How to concatenate monthly TRMM netCDF files into

2019-04-11 07:50发布

问题:

I have downloaded TRMM monthly precipitation rate in netCDF format from 1998 -2016, so approximately more than 200 files.The names of these files are 3B43.19980101.7.HDF.nc 3B43.19980201.7.HDF.nc 3B43.19980301.7.HDF.nc , and so on. I would like to concatenate all of these files into a single netCDF. I've tried using the NCO operator "ncrcat" which should be able to concatenate a very long series of files along the record dimension, in this case time, but so far no luck. I tried at first simple with only 2 files

ncrcat -O -h 3B43.19980101.7.HDF.nc 3B43.19980201.7.HDF.nc out.nc

got

ERROR: no variable fit criteria for processing

so then I tried

ncks --mk_rec_dmn time 3B43.19980101.7.HDF.nc TD.3B43.19980101.7.HDF.nc
ncks --mk_rec_dmn time 3B43.19980201.7.HDF.nc TD.3B43.19980201.7.HDF.nc

I tried again with

ncrcat -O -h TD.3B43.19980101.7.HDF.nc TD.3B43.19980201.7.HDF.nc out.nc

still got same error

ERROR: no variable fit criteria for processing

Is there an easier way to doing this with 200+ files? A script that I can follow? I am new to all this so please be gentle.

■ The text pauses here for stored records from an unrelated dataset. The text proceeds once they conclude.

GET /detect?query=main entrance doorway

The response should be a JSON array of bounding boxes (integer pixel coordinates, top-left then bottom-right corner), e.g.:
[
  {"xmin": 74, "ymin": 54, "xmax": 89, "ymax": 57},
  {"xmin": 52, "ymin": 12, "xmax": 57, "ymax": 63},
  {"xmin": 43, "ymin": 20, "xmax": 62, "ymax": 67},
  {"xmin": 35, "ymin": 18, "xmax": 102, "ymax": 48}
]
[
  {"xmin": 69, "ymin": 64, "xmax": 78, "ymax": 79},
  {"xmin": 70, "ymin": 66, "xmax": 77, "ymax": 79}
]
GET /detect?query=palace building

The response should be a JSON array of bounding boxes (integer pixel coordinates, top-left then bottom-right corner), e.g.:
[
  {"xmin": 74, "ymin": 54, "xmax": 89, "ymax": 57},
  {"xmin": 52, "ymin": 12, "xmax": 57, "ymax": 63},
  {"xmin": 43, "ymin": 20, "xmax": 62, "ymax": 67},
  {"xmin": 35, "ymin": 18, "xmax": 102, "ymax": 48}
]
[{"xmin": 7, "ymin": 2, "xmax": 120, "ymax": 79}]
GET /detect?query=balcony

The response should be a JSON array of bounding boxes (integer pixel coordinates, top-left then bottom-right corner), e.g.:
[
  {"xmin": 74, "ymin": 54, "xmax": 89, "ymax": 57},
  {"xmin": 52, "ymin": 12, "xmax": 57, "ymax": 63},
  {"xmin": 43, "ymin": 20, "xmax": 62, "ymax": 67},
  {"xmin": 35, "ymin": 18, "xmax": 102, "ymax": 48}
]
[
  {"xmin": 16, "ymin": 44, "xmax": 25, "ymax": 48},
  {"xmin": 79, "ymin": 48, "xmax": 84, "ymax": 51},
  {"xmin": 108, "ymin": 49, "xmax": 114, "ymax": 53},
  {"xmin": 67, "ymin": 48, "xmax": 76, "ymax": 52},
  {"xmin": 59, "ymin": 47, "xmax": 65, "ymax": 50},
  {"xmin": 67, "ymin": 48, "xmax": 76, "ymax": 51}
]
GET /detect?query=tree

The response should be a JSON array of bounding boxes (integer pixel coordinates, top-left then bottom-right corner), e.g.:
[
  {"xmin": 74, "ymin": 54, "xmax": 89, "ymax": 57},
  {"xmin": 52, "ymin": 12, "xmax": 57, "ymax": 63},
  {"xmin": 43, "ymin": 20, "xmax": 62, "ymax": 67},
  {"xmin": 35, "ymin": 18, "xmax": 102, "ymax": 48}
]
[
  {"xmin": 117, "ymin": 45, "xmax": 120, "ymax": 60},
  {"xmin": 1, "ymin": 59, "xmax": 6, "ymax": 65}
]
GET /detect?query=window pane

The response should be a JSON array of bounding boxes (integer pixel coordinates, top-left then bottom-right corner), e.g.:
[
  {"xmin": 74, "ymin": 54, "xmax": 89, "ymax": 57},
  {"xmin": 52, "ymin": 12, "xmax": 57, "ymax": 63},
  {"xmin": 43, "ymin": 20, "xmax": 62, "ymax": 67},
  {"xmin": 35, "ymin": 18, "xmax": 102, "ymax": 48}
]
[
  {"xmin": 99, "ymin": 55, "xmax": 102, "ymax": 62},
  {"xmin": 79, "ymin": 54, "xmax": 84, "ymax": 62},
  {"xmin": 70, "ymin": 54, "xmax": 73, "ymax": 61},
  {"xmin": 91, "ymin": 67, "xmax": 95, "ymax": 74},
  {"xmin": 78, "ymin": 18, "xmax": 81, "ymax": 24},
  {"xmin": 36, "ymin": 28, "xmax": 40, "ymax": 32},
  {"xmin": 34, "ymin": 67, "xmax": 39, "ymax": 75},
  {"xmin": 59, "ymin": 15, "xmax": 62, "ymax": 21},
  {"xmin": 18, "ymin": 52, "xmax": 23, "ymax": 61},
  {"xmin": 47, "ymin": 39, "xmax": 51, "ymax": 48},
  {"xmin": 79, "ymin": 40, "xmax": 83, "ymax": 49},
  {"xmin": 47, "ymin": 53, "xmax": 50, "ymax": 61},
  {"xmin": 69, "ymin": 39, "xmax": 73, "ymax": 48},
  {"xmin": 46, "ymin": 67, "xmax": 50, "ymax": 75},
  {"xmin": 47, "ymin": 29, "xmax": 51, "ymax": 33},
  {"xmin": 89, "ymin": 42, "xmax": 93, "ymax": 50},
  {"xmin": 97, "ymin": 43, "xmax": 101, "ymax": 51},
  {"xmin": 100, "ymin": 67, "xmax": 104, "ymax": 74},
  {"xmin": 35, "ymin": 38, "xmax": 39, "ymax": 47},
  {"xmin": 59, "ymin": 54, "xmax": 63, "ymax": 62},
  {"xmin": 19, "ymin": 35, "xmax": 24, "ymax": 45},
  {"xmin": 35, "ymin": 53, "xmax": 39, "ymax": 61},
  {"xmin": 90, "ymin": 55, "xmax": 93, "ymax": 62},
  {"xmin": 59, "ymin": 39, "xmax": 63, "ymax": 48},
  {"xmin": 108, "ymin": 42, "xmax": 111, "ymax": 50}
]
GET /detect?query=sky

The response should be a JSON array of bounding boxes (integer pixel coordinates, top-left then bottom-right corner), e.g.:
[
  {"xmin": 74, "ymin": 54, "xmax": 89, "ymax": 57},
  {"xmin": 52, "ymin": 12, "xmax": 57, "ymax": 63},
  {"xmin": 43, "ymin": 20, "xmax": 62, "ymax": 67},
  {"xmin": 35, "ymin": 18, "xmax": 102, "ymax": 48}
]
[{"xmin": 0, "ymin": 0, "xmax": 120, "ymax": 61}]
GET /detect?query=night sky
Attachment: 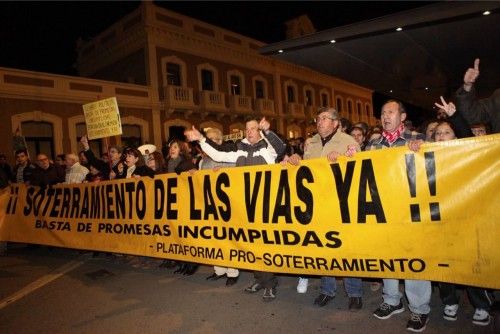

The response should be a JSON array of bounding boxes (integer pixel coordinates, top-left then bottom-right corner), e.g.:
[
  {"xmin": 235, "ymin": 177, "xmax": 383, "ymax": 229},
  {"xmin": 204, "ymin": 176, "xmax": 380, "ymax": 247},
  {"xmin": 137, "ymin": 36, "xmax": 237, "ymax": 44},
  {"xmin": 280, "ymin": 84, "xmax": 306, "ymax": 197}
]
[{"xmin": 0, "ymin": 1, "xmax": 433, "ymax": 76}]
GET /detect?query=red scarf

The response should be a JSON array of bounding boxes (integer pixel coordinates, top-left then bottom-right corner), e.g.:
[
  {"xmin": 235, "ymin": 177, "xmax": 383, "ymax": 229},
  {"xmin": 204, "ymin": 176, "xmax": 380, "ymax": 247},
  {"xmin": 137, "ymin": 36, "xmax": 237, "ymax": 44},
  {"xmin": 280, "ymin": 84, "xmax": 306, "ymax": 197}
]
[{"xmin": 382, "ymin": 123, "xmax": 404, "ymax": 145}]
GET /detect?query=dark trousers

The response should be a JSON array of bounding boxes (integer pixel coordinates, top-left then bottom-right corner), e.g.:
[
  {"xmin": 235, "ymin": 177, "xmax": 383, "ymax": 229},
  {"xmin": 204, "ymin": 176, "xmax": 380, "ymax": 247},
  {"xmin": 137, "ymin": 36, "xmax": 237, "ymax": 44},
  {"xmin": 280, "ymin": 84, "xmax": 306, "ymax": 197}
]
[
  {"xmin": 439, "ymin": 283, "xmax": 493, "ymax": 310},
  {"xmin": 254, "ymin": 271, "xmax": 278, "ymax": 289}
]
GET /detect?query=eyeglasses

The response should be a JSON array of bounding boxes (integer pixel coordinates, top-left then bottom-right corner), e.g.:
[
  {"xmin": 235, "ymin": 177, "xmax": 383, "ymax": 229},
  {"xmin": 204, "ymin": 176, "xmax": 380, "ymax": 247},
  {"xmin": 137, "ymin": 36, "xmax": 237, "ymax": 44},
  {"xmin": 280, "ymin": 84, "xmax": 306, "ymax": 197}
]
[
  {"xmin": 315, "ymin": 116, "xmax": 335, "ymax": 123},
  {"xmin": 37, "ymin": 158, "xmax": 49, "ymax": 162}
]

Any help would be greatly appreciated. I am using Windows 7 x86.

回答1:

It is completely possible to do this with NCO. I looked at your input files and they simply lack a time dimension, so ncrcat fails. Add a time dimension with

ncecat -u time in.nc out.nc

Then use ncrcat as you say above. p.s. I have changed the ncrcat and ncra error messages to be more explicit about how to do this. Previously the HINTs only applied to cases where the file already had the dimension, but it was fixed. Your files did not have a time dimension, so the ncks command you issued had no effect.

Edit to show loops:

To do this or anything like it in a loop use a construct like

for fl in `ls trmm*.nc`; do
    ncecat -u time ${fl} ${fl/trmm/trmm_new} # Base output name in input name
    ... # more processing
done

The NCO manual has many examples of using file loops.



回答2:

In R, you can do this by reading in all the data, combining into one large 3d array (latxlonxtime). For example, array[,,1] would be the latxlon grid for Jan 1998. This can then be saved as a .rds format for further use in R, or saved as a netCDF file, which I won't cover but there are tutorials for saving R arrays as .nc files online.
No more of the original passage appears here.